I love looking at old maps and comparing how places have changed

At the other end of the spectrum I follow whores of yore on insta and there's some fascinating stories about sexual activity in the past!

KrasiTime · 08/03/2023 08:05

Great thread.

We had a paternoster lift at Leeds University. I Was there in the 80’s no idea if it’s still in use.

k1233 · 08/03/2023 08:07

Glass octupuses

Things that are utterly bloody fascinating
BabyTa · 08/03/2023 11:49

the five by hallie rubenhold about naming and giving a voice to the victims of Jack The Ripper, especially the fact very vulnerable women were branded prostitutes even though they weren't

ElizabethBest · 08/03/2023 11:57

@BabyTa I've read that, it was brilliant!

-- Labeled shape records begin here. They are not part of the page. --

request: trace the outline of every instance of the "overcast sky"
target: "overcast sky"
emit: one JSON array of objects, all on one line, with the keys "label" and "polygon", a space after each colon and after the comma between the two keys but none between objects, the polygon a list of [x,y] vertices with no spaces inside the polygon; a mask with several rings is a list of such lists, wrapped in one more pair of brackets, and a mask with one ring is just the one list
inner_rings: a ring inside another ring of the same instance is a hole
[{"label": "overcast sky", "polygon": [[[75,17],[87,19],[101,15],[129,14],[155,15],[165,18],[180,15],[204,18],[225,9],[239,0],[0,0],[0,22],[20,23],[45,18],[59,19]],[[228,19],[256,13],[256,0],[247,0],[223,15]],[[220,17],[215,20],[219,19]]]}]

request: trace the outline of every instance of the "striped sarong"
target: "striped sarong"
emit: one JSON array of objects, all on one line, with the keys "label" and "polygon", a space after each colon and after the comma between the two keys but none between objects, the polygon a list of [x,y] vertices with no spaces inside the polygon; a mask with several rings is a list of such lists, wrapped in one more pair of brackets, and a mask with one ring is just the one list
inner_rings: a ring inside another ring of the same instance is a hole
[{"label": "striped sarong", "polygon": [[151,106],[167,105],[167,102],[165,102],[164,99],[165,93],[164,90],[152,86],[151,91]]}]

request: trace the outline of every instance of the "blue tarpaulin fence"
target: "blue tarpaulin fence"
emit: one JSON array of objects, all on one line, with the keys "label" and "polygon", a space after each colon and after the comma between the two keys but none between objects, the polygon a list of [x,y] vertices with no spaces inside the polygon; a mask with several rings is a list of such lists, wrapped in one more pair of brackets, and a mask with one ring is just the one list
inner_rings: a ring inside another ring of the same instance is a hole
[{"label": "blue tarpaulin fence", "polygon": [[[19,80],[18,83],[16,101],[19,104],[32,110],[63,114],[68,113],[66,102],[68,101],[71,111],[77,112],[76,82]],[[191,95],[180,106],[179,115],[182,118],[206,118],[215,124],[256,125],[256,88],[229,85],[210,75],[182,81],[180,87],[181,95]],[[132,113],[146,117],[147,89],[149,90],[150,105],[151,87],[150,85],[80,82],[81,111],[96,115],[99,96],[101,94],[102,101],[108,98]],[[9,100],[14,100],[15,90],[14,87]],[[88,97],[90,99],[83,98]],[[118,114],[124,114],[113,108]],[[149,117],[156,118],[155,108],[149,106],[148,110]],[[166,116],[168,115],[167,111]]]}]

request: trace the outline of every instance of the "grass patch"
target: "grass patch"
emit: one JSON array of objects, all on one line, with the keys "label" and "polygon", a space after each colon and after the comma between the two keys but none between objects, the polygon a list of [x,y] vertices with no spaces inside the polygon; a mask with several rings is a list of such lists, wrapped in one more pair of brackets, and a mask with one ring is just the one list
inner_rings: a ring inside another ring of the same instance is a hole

I've read quite a bit of "ripperology" over the years, and never really got to know the real stories of the women themselves.

OP posts:
SinnerBoy · 08/03/2023 12:14

k1233 · Today 08:07

Glass octupuses

They are pretty amazing, aren't they?

GrannyWeatherwaxsHatpin · 08/03/2023 12:29

DailyMaui · 07/03/2023 22:24

The Spitalfields Life website is my black hole - I can spend hours and hours on there. I used to live near there and it is my favourite part of London - the layers and layers of history are fascinating. I've been on one of the Gentle Author's walking tours and it was really good. The books sold on the website are also a wonderful source of information about that area.

spitalfieldslife.com/

I'm also quite obsessed with Charles Booth's poverty maps of old London and wish they would do more series of "The Secret History of Our Streets"

Have you read Lucy Inglis’ “Into the Streets”? It started out as a blog, IIRC, but was then published as a book. It’s excellent!